After running both platforms in production for Rally test-case-mgmt integration, here’s the reality:
Matrix Testing: GitHub Actions wins on simplicity. Native matrix strategy with clean YAML syntax makes parallel browser testing straightforward. Jenkins requires matrix-project plugin and more complex Groovy scripting, but offers more granular control over matrix dimensions and combinations.
Webhook Reliability: Both are production-ready, but different approaches. GitHub Actions webhooks leverage GitHub’s infrastructure with automatic retries and delivery guarantees. Jenkins Rally plugin includes configurable retry logic and can batch results to reduce webhook volume. At 2,500 daily tests, both handle the load, but Jenkins gives you more visibility into webhook failures through its console logs.
Result Aggregation: Jenkins Rally plugin is mature here - it automatically aggregates results from parallel executors before pushing to Rally. GitHub Actions requires custom aggregation scripts since parallel matrix jobs complete independently. You’ll need a final workflow step that collects artifacts from all matrix jobs and batch-uploads to Rally REST API.
Plugin Maturity: Jenkins Rally plugin has 8+ years of development, handles authentication, field mapping, attachment uploads, and error recovery automatically.
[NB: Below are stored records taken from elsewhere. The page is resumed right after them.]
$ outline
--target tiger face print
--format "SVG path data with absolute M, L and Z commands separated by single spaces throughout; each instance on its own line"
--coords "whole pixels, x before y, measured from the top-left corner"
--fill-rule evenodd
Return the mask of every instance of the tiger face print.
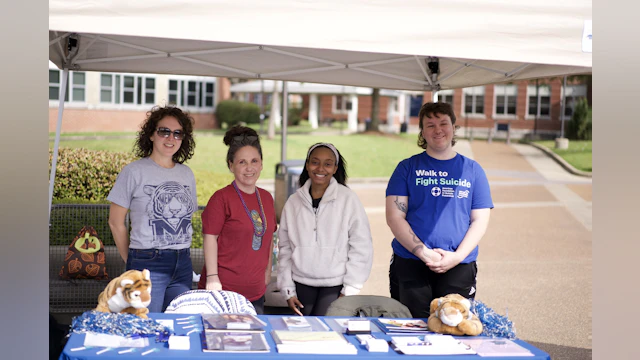
M 189 187 L 167 181 L 158 186 L 145 185 L 144 192 L 151 198 L 147 212 L 153 231 L 152 245 L 165 247 L 190 243 L 193 234 L 191 216 L 197 205 Z
M 181 219 L 191 216 L 195 204 L 188 186 L 175 181 L 167 181 L 158 186 L 145 185 L 145 194 L 151 197 L 147 207 L 149 218 L 164 219 L 174 227 Z
M 97 311 L 131 313 L 146 318 L 151 303 L 149 270 L 129 270 L 111 280 L 98 295 Z

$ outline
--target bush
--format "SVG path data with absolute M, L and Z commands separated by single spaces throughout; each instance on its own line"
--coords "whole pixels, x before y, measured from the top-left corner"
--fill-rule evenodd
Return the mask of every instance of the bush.
M 572 140 L 591 140 L 591 109 L 586 98 L 581 98 L 573 109 L 567 137 Z
M 49 149 L 49 170 L 52 159 Z M 105 202 L 122 168 L 136 159 L 133 153 L 60 148 L 53 197 Z
M 227 128 L 241 122 L 245 124 L 260 123 L 260 107 L 254 103 L 237 100 L 223 100 L 216 106 L 216 119 Z
M 298 126 L 300 125 L 300 120 L 302 120 L 302 108 L 289 108 L 289 112 L 287 113 L 287 125 L 288 126 Z

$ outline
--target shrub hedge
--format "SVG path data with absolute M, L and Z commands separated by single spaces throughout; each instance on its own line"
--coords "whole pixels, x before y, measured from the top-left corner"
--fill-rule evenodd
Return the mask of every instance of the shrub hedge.
M 49 149 L 49 170 L 52 159 Z M 122 168 L 136 159 L 133 153 L 60 148 L 53 197 L 106 202 Z
M 223 100 L 216 105 L 216 119 L 230 128 L 239 123 L 259 124 L 260 107 L 254 103 Z

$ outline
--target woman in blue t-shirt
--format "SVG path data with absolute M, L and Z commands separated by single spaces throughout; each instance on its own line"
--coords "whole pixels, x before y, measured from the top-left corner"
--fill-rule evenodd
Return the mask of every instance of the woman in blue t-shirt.
M 476 294 L 478 243 L 493 208 L 482 167 L 453 150 L 456 117 L 447 103 L 419 113 L 418 146 L 401 161 L 386 191 L 387 224 L 395 236 L 390 266 L 392 297 L 413 317 L 429 317 L 434 298 Z

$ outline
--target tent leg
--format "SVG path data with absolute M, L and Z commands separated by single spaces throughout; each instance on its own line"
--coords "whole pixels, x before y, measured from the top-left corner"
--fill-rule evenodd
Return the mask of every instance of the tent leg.
M 289 122 L 289 91 L 287 82 L 282 82 L 282 160 L 287 160 L 287 124 Z
M 60 92 L 58 93 L 58 124 L 56 125 L 56 140 L 53 144 L 53 158 L 51 159 L 51 171 L 49 177 L 49 221 L 51 221 L 51 203 L 53 201 L 53 183 L 56 180 L 56 165 L 58 164 L 58 147 L 60 146 L 60 131 L 62 130 L 62 113 L 64 111 L 64 98 L 67 96 L 67 81 L 69 79 L 69 69 L 62 70 L 62 81 L 60 82 Z

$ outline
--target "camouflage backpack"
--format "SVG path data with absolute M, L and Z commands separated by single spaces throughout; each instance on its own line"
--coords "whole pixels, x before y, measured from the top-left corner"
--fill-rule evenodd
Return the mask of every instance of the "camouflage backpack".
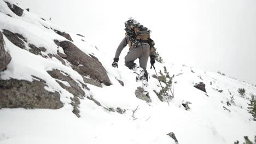
M 126 34 L 129 38 L 128 44 L 130 49 L 138 46 L 142 43 L 147 43 L 150 45 L 150 51 L 154 50 L 155 43 L 150 39 L 150 30 L 132 18 L 125 22 L 125 26 Z

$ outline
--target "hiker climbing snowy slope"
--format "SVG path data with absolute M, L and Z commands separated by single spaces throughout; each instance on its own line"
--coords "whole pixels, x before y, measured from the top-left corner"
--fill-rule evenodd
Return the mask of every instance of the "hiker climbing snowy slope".
M 0 72 L 1 144 L 229 144 L 256 133 L 247 111 L 251 85 L 165 59 L 156 62 L 158 76 L 147 69 L 148 97 L 132 70 L 113 68 L 113 52 L 101 51 L 113 47 L 97 47 L 15 1 L 0 0 L 0 52 L 11 57 Z M 171 83 L 168 99 L 160 83 L 169 93 Z
M 147 86 L 148 74 L 147 65 L 148 57 L 150 57 L 152 65 L 155 63 L 155 43 L 150 37 L 151 31 L 132 19 L 125 22 L 125 26 L 126 35 L 117 50 L 112 66 L 118 68 L 119 56 L 123 49 L 128 44 L 130 50 L 125 57 L 125 66 L 138 75 L 136 81 L 142 81 L 142 83 Z M 139 59 L 139 66 L 134 63 L 137 58 Z

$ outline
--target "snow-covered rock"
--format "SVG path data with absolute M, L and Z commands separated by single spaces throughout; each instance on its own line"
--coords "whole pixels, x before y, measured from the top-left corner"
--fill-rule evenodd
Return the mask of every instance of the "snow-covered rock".
M 3 35 L 11 61 L 0 72 L 0 143 L 229 144 L 255 135 L 256 122 L 247 108 L 255 86 L 216 73 L 157 62 L 157 72 L 165 66 L 174 75 L 174 98 L 161 101 L 154 92 L 160 91 L 159 82 L 150 76 L 146 90 L 151 103 L 147 103 L 136 97 L 142 84 L 124 58 L 114 68 L 114 53 L 103 53 L 86 37 L 28 11 L 19 16 L 5 2 L 18 5 L 14 0 L 0 0 L 0 32 L 11 32 L 24 47 Z M 68 34 L 73 41 L 54 30 Z M 58 41 L 75 47 L 79 57 L 71 59 L 75 55 Z M 80 59 L 83 57 L 90 60 Z M 105 70 L 105 81 L 97 71 L 85 74 L 94 69 L 92 61 Z M 208 97 L 194 87 L 201 82 Z M 239 88 L 245 88 L 245 98 Z M 170 132 L 177 141 L 167 135 Z
M 10 54 L 4 49 L 4 41 L 3 34 L 0 32 L 0 71 L 6 68 L 7 65 L 10 63 L 11 57 Z

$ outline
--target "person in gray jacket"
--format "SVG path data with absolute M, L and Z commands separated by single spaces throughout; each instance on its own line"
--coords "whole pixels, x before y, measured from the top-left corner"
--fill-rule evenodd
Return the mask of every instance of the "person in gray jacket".
M 114 62 L 112 66 L 114 68 L 118 68 L 118 62 L 119 59 L 119 56 L 121 52 L 127 45 L 129 45 L 130 51 L 125 57 L 125 65 L 130 69 L 133 70 L 138 76 L 136 78 L 136 81 L 146 80 L 148 81 L 148 75 L 147 71 L 147 65 L 148 57 L 150 57 L 150 63 L 153 65 L 155 63 L 155 52 L 153 45 L 154 41 L 152 40 L 150 43 L 147 42 L 141 42 L 139 44 L 133 43 L 127 35 L 123 39 L 117 48 L 115 55 L 114 58 Z M 134 63 L 137 58 L 139 59 L 139 66 Z

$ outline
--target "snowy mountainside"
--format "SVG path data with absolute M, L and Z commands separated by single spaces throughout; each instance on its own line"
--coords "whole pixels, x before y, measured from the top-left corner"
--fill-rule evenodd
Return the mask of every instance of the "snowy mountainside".
M 15 89 L 25 89 L 24 85 L 15 88 L 11 85 L 6 88 L 1 85 L 16 80 L 21 83 L 27 81 L 30 88 L 36 82 L 43 82 L 38 91 L 56 95 L 53 100 L 62 104 L 54 107 L 56 104 L 51 104 L 52 109 L 38 106 L 44 99 L 33 99 L 36 90 L 27 95 L 36 101 L 30 104 L 34 107 L 0 107 L 0 143 L 177 143 L 167 135 L 172 132 L 180 144 L 228 144 L 241 141 L 245 135 L 252 139 L 256 135 L 256 122 L 247 111 L 247 98 L 256 94 L 255 86 L 216 73 L 156 63 L 157 72 L 163 71 L 165 66 L 170 75 L 174 75 L 174 97 L 168 104 L 154 92 L 161 87 L 153 77 L 155 72 L 149 69 L 149 63 L 148 90 L 152 102 L 147 103 L 136 97 L 135 92 L 141 83 L 135 81 L 136 75 L 124 65 L 124 58 L 119 68 L 114 68 L 114 53 L 101 52 L 86 37 L 66 32 L 22 8 L 22 14 L 18 16 L 5 2 L 19 6 L 15 1 L 0 0 L 0 32 L 4 49 L 11 57 L 6 70 L 0 72 L 0 104 L 6 98 L 2 94 L 14 91 L 11 94 L 15 95 L 19 92 Z M 15 41 L 20 45 L 10 40 L 17 34 L 22 35 Z M 83 61 L 75 59 L 78 63 L 74 63 L 77 53 L 68 55 L 63 41 L 68 46 L 74 44 L 79 53 L 90 56 L 90 61 L 100 62 L 112 85 L 103 84 L 97 79 L 100 76 L 90 73 Z M 91 67 L 89 69 L 94 69 Z M 199 82 L 205 84 L 206 93 L 194 87 Z M 237 93 L 239 88 L 246 89 L 245 98 Z M 228 105 L 233 95 L 234 103 Z M 182 105 L 185 101 L 191 103 L 189 110 Z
GitHub Actions lacks an official Rally action - you’re using community actions or custom scripts calling Rally REST API. This means more maintenance burden but also more flexibility to customize the integration.
Queue Management: Critical difference at scale. Jenkins lets you configure executor pools, build priorities, and throttling per pipeline. You can ensure critical test suites get resources first. GitHub Actions queue is managed by GitHub - you can’t prioritize builds, though unlimited parallelism means queuing is rarely an issue. However, this can lead to resource contention if you’re hitting Rally API rate limits.
Recommendation: If you have Jenkins infrastructure already and want minimal custom code, stick with Jenkins and the Rally plugin - it’s battle-tested at scale. If you’re starting fresh or want to eliminate infrastructure management, GitHub Actions works well but budget time for building robust result aggregation and Rally API integration scripts. The webhook reliability is comparable, but Jenkins gives you more operational control while GitHub Actions gives you infinite scale without infrastructure overhead.